When the first resolution was introduced in the HOD in 2004, many delegates admitted knowing little about the practice, so they referred the statement to the AVMA Animal Welfare Committee for study. In 2005, the AWC wrote a recommendation opposing mechanical force-feeding of ducks and geese to produce foie gras, which the Executive Board forwarded to the HOD as a resolution.
Following an extensive debate over the new resolution and the original resolution carried over from 2004, delegates defeated both proposals.
A new anti-foie-gras resolution was submitted to the HOD in 2006, but a large majority of delegates voted it down with little discussion.
This is the fourth consecutive session in which the House of Delegates has been asked to adopt an AVMA policy against the production practice, which is being phased out in California, where it will be illegal as of 2012. Sales of foie gras are banned in Chicago, although city aldermen were considering repealing the prohibition.
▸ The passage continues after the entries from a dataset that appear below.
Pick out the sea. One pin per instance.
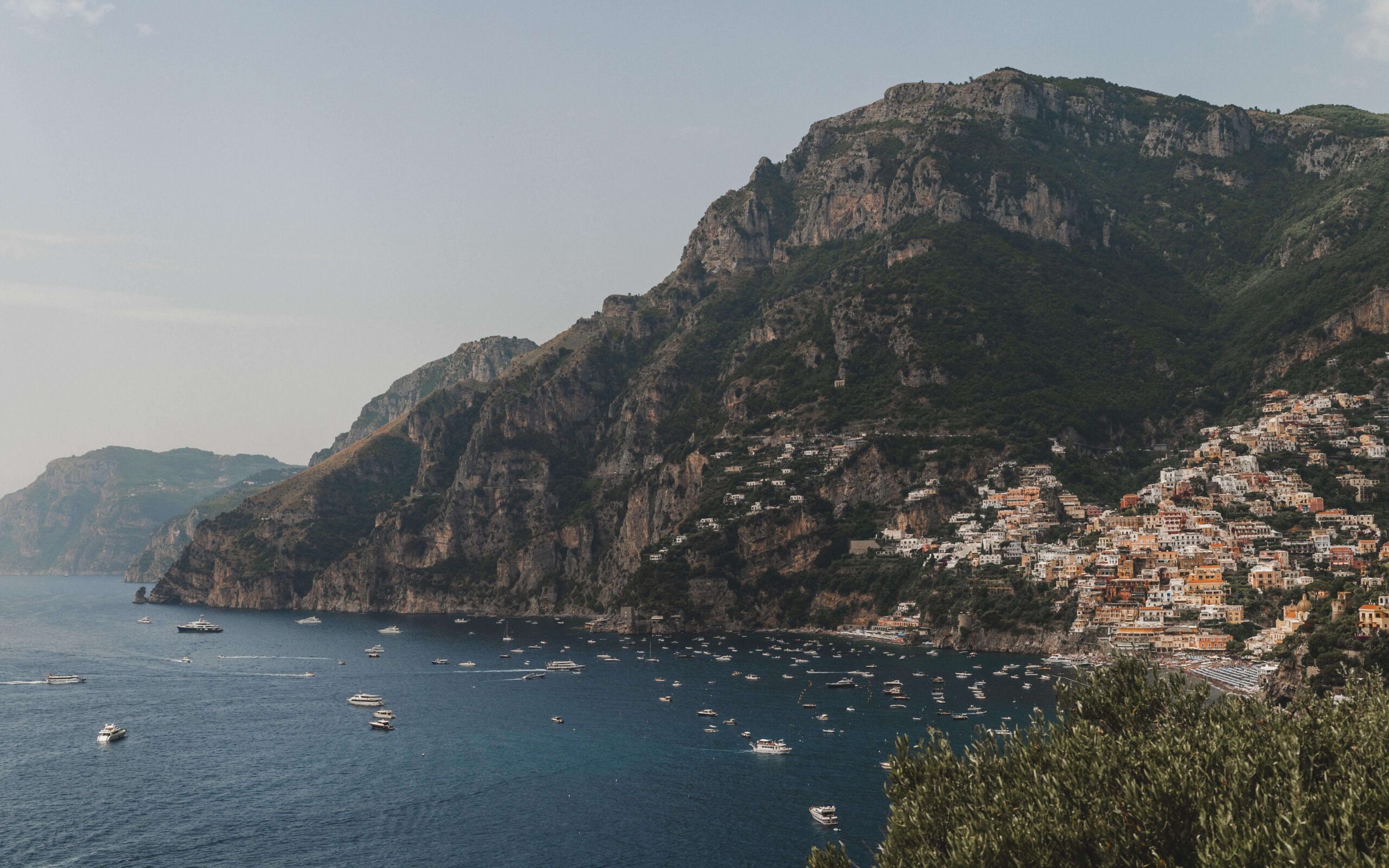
(242, 757)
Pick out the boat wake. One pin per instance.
(267, 658)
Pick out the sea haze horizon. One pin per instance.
(239, 759)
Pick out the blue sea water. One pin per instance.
(238, 759)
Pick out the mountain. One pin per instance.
(93, 513)
(926, 285)
(477, 360)
(169, 539)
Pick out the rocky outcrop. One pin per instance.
(477, 360)
(91, 514)
(959, 269)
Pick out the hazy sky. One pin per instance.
(227, 226)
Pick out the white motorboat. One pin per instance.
(202, 626)
(824, 814)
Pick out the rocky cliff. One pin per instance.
(477, 360)
(952, 274)
(169, 539)
(93, 513)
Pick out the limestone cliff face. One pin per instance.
(953, 269)
(93, 513)
(477, 360)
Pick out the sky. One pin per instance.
(227, 226)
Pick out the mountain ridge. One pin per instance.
(973, 270)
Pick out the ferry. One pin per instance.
(202, 626)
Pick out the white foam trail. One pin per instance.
(269, 658)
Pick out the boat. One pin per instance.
(202, 626)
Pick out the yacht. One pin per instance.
(202, 626)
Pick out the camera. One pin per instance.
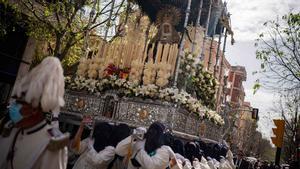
(139, 133)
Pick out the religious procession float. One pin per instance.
(153, 72)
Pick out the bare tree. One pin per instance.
(279, 53)
(67, 22)
(289, 107)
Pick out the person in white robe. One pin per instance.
(27, 140)
(94, 152)
(120, 132)
(149, 153)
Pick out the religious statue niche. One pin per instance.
(167, 18)
(109, 106)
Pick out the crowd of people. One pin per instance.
(119, 146)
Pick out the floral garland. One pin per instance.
(152, 91)
(203, 82)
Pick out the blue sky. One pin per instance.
(247, 19)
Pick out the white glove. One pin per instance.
(138, 145)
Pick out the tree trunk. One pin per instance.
(57, 45)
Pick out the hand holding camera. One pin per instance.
(138, 133)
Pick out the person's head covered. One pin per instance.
(101, 135)
(43, 86)
(154, 137)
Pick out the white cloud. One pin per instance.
(265, 102)
(248, 16)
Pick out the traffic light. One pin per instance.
(278, 132)
(255, 113)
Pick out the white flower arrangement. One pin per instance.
(163, 74)
(150, 91)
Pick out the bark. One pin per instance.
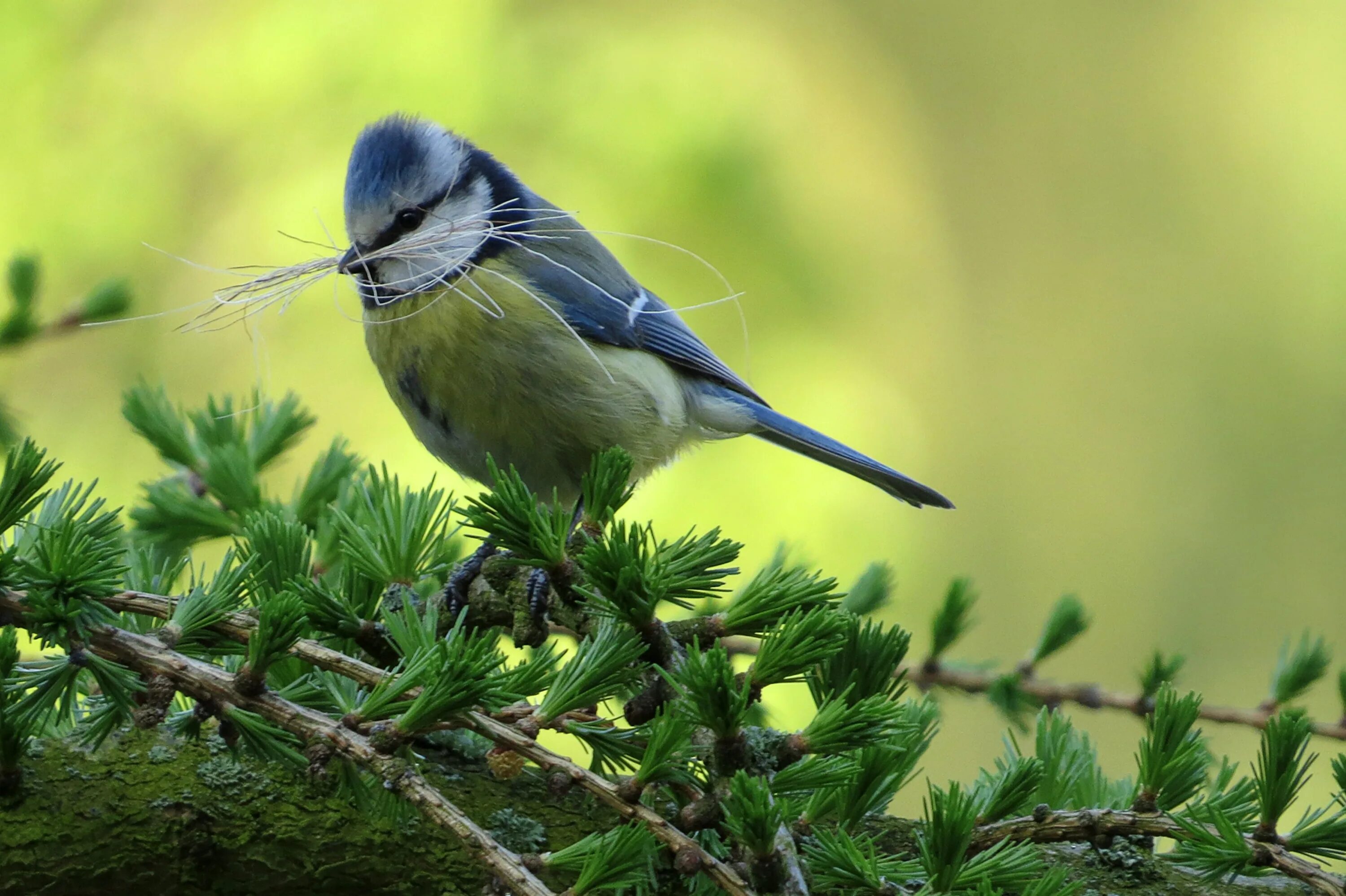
(149, 814)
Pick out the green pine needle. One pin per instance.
(333, 470)
(607, 486)
(23, 276)
(616, 860)
(533, 676)
(846, 864)
(1282, 769)
(1007, 695)
(231, 476)
(26, 472)
(695, 567)
(668, 751)
(752, 816)
(1072, 777)
(462, 677)
(105, 302)
(412, 625)
(1010, 790)
(799, 642)
(70, 555)
(1173, 758)
(329, 607)
(867, 664)
(883, 770)
(871, 591)
(712, 696)
(174, 517)
(511, 514)
(280, 623)
(278, 551)
(1299, 669)
(613, 750)
(1003, 868)
(275, 427)
(953, 618)
(17, 730)
(605, 662)
(840, 726)
(1213, 845)
(774, 592)
(943, 843)
(1321, 833)
(1053, 883)
(1161, 670)
(815, 774)
(1068, 621)
(385, 699)
(159, 423)
(624, 576)
(49, 691)
(9, 427)
(266, 740)
(396, 534)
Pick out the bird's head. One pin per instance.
(420, 205)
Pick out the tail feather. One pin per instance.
(782, 431)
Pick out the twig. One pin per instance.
(1081, 695)
(1087, 824)
(1095, 697)
(208, 682)
(240, 626)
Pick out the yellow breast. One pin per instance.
(485, 367)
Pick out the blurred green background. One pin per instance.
(1080, 267)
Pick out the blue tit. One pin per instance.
(503, 328)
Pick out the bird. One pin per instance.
(503, 329)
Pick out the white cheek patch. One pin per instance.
(449, 237)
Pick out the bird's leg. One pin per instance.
(536, 590)
(455, 590)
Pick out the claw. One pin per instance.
(538, 587)
(455, 590)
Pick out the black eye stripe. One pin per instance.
(408, 220)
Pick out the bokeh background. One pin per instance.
(1081, 267)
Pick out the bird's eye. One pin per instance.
(410, 219)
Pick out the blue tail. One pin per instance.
(777, 428)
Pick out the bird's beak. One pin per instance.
(349, 262)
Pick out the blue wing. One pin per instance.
(603, 303)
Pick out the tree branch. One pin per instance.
(212, 684)
(1087, 824)
(1089, 696)
(240, 626)
(1095, 697)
Resolution 2 was submitted by eight veterinary medical associations: Iowa, Colorado, Indiana, Florida, Maine, North Carolina, Oklahoma, and South Dakota. It states the following:
Resolved, that the American Veterinary Medical Association (AVMA) endorses the use of microchip registration databases strictly for reuniting animals and owners and opposes their use as a source for marketing or referrals of other products and services.
The resolution's background information states that animal owners who register their personal information with a microchip database have an expectation of privacy. Violations of that privacy could decrease the number of people who register microchip numbers. In addition, using microchip database information for marketing could give an unfair advantage to a limited number of businesses.
The petitioners noted that the AVMA policy on microchip standards does not address the issue of using the databases as a marketing tool.
At press time, the resolutions were on the Executive Board's May 31-June 2 agenda for possible recommendations to the HOD.